SUSE has acquired Hewlett Packard Enterprise’s (HPE) OpenStack Infrastructure as a Service (IaaS) business. It is to be integrated into the SUSE OpenStack Cloud. SUSE is also getting the HPE Platform as a Service (PaaS) business as well. This is a serious boost for SUSE as it looks to enter the Cloud Foundry market with its own PaaS. The deal sees both assets, intellectual property and HPE staff move to SUSE. What is not yet clear is whether this will lead to job cuts or office closures.
Nils Brauckmann, CEO of SUSE said: “The driving force behind this acquisition is SUSE’s commitment to providing open source software-defined infrastructure technologies that deliver enterprise value for our customers and partners. This also demonstrates how we’re building our business through a combination of organic growth and technology acquisition. Once again, this strategy sends a strong message to the market and the worldwide open source community that SUSE is a company on the move.”
A serious boost for SUSE
There is no question that this move boosts SUSE significantly. The value of the deal is not disclosed in the press release. However, it is likely that this is part of the HPE and Micro Focus deal announced a few weeks ago. In that deal Micro Focus paid HPE over $8.8 billion as its part of a merger between the HPE software business and Micro Focus. SUSE is wholly owned by Micro Focus and it makes sense to move the cloud assets to that business unit.
This deal also sees SUSE increase its engagement with the OpenStack Foundation. Given the size of the HPE and SUSE contributions already to OpenStack this makes them a dominant player. It will be interesting to see what new projects SUSE now begins to contribute to.
The bigger news for SUSE here is the Cloud Foundry PaaS components. It has yet to deliver its own PaaS. As a result of this deal it now has a solution that will enable it to compete with the other big PaaS players. It has already stepped up its engagement with the Cloud Foundry Foundation. It is now a platinum member and has a seat on the Cloud Foundry Foundation board.
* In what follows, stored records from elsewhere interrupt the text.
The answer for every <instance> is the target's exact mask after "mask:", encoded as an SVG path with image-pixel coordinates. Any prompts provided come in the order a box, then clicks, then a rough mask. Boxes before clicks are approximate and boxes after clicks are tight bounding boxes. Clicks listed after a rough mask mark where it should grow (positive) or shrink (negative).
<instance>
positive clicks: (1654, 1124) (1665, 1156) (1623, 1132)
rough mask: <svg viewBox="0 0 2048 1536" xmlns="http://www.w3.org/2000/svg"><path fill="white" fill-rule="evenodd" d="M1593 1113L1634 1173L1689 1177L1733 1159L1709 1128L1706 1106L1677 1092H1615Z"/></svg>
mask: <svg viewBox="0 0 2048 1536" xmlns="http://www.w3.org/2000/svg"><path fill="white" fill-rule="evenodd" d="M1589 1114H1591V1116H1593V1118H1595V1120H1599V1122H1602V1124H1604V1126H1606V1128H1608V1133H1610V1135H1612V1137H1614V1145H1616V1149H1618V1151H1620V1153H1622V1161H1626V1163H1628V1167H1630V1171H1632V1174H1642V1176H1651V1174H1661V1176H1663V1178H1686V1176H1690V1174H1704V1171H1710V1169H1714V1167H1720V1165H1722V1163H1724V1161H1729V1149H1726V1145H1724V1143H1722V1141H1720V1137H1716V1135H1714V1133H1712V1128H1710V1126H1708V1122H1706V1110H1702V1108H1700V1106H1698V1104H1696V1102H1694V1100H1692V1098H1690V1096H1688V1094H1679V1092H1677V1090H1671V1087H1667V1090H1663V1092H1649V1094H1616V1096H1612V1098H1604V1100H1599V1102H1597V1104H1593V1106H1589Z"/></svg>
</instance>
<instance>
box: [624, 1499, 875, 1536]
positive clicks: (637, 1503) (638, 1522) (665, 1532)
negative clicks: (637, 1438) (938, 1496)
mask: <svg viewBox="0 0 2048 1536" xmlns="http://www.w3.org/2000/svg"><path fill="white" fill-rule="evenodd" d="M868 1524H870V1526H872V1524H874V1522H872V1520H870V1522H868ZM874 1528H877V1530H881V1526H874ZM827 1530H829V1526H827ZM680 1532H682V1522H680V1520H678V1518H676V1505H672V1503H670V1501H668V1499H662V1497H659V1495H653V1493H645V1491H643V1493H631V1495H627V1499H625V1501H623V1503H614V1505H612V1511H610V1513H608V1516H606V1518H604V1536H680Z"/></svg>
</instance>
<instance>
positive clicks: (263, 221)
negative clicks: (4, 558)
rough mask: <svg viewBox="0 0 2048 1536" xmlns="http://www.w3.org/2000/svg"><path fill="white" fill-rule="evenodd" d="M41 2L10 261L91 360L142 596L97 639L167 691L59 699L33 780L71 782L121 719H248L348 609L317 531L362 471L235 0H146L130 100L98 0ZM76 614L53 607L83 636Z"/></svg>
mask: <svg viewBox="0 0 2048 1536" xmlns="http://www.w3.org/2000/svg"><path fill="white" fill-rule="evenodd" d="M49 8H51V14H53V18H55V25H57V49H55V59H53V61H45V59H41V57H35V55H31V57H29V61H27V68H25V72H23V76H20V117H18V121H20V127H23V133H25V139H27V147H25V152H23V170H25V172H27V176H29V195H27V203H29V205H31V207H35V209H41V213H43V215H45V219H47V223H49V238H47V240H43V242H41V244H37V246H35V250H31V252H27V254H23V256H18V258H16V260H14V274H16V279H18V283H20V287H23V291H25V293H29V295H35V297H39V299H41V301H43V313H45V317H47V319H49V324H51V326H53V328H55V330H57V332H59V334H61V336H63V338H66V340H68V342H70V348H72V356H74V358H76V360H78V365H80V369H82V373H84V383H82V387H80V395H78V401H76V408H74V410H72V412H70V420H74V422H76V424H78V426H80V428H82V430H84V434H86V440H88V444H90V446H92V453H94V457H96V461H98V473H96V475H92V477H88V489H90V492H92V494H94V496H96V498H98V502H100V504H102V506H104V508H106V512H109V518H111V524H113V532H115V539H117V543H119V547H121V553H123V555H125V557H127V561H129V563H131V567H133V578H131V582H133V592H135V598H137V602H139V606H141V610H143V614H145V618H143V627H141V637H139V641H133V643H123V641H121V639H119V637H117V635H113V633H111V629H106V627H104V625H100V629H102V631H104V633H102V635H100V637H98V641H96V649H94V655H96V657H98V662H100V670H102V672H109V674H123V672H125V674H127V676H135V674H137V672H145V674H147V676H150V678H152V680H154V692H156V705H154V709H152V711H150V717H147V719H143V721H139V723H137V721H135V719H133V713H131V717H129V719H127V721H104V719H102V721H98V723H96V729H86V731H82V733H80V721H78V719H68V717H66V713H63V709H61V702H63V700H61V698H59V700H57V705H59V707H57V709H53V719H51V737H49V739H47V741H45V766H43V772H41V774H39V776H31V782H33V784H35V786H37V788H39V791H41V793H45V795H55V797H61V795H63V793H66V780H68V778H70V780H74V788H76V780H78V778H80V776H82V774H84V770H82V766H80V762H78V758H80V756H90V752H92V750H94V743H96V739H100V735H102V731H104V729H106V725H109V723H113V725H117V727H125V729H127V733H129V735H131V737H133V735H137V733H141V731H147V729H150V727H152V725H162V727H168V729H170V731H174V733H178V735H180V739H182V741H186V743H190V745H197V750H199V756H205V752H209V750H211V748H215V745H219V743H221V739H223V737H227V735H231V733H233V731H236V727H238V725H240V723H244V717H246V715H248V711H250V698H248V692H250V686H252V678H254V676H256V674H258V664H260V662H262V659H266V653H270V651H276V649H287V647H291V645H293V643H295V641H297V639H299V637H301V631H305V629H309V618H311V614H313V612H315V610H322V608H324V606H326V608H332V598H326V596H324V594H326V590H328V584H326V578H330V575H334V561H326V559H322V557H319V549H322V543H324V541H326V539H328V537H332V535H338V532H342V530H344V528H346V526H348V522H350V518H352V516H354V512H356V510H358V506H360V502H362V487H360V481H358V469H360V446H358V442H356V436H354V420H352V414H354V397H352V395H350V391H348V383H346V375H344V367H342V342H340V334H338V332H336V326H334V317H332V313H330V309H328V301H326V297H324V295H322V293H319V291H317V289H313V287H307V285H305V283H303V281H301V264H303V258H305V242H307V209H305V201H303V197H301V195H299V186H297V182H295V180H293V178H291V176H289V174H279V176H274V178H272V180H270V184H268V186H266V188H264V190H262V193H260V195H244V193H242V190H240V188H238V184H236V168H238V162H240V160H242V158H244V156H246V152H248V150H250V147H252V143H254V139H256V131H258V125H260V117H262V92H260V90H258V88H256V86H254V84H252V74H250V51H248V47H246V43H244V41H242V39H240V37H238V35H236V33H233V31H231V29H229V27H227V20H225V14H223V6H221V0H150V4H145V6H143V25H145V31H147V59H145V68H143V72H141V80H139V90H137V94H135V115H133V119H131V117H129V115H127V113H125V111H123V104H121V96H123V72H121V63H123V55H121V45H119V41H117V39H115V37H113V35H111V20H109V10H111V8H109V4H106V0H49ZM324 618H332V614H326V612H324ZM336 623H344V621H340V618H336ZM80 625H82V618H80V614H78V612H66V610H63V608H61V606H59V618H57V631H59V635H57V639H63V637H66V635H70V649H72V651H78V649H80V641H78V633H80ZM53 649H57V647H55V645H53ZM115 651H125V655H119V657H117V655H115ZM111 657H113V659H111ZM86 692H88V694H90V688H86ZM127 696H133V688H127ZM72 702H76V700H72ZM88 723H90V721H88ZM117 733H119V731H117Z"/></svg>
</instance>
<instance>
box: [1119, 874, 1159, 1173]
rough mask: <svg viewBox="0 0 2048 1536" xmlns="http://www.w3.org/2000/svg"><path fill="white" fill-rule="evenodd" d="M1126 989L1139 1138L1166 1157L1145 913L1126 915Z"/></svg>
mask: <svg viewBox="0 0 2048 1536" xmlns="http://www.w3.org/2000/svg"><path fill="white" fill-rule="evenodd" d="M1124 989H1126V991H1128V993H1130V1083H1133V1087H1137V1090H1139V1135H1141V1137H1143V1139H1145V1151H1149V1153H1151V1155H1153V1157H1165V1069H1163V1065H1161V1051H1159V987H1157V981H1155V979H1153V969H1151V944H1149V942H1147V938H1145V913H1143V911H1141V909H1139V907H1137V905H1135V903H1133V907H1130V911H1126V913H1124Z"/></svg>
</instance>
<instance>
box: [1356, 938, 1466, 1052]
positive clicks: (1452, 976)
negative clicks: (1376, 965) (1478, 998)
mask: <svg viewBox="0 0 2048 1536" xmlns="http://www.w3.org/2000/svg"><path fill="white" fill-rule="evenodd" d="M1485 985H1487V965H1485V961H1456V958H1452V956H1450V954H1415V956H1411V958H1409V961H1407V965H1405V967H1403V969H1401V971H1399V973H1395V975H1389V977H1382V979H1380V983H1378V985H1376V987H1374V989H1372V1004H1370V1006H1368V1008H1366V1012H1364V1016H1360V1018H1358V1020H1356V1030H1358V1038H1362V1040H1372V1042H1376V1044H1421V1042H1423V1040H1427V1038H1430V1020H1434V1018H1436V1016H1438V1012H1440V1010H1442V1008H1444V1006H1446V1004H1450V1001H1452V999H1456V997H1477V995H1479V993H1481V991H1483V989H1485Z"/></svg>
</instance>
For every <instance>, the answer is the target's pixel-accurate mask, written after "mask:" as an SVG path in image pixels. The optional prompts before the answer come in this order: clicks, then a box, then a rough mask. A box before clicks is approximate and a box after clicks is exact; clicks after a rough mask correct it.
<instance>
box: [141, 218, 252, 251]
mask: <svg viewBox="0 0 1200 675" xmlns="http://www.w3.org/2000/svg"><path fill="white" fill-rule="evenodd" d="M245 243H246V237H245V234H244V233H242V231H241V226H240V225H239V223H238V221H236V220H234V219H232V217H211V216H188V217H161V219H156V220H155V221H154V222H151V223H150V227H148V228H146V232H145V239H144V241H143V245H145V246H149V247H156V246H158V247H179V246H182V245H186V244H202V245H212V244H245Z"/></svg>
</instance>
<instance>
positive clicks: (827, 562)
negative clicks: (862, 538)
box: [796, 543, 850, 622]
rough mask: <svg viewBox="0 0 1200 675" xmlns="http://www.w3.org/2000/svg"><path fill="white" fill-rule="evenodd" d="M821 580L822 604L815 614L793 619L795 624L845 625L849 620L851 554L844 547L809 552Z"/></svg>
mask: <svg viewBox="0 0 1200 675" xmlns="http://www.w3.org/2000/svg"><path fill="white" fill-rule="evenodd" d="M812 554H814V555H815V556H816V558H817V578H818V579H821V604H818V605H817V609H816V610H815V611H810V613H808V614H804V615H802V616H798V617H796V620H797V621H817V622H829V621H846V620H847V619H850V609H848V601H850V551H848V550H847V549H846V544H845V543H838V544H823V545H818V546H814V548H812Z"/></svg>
Also boosting SUSE is HPE naming it its preferred open source partner for Linux, OpenStack IaaS and Cloud Foundry PaaS. It remains to be seen how HPE customers will treat this news. Some may start to look elsewhere for their cloud services. What they will want to see is confirmation that all existing contracts will be honoured. They will also be looking for an improvement in support for their cloud environments.
This is a good news all round. HPE has been all over the place with its cloud story. It was late into the market then seemed to not be sure about OpenStack or developing its own cloud. Now it has handed the assets over to a proper Linux vendor customers should be happy about the future. It will also accelerate the move towards containers for HPE customers and enable SUSE to deliver a long overdue PaaS environment to its own customers.
The one area that needs clarification is what happens with the HPE Eucalyptus assets. HPE purchased Eucalyptus with the intention of integrating it into HPE Helion. That has not happened and HPE has done limited development of the solution. Earlier this year it was still talking to analysts about the potential for integration and what it would mean for customers. Will SUSE take this on? It would be interesting if it did as SUSE has the ability to deliver a working product.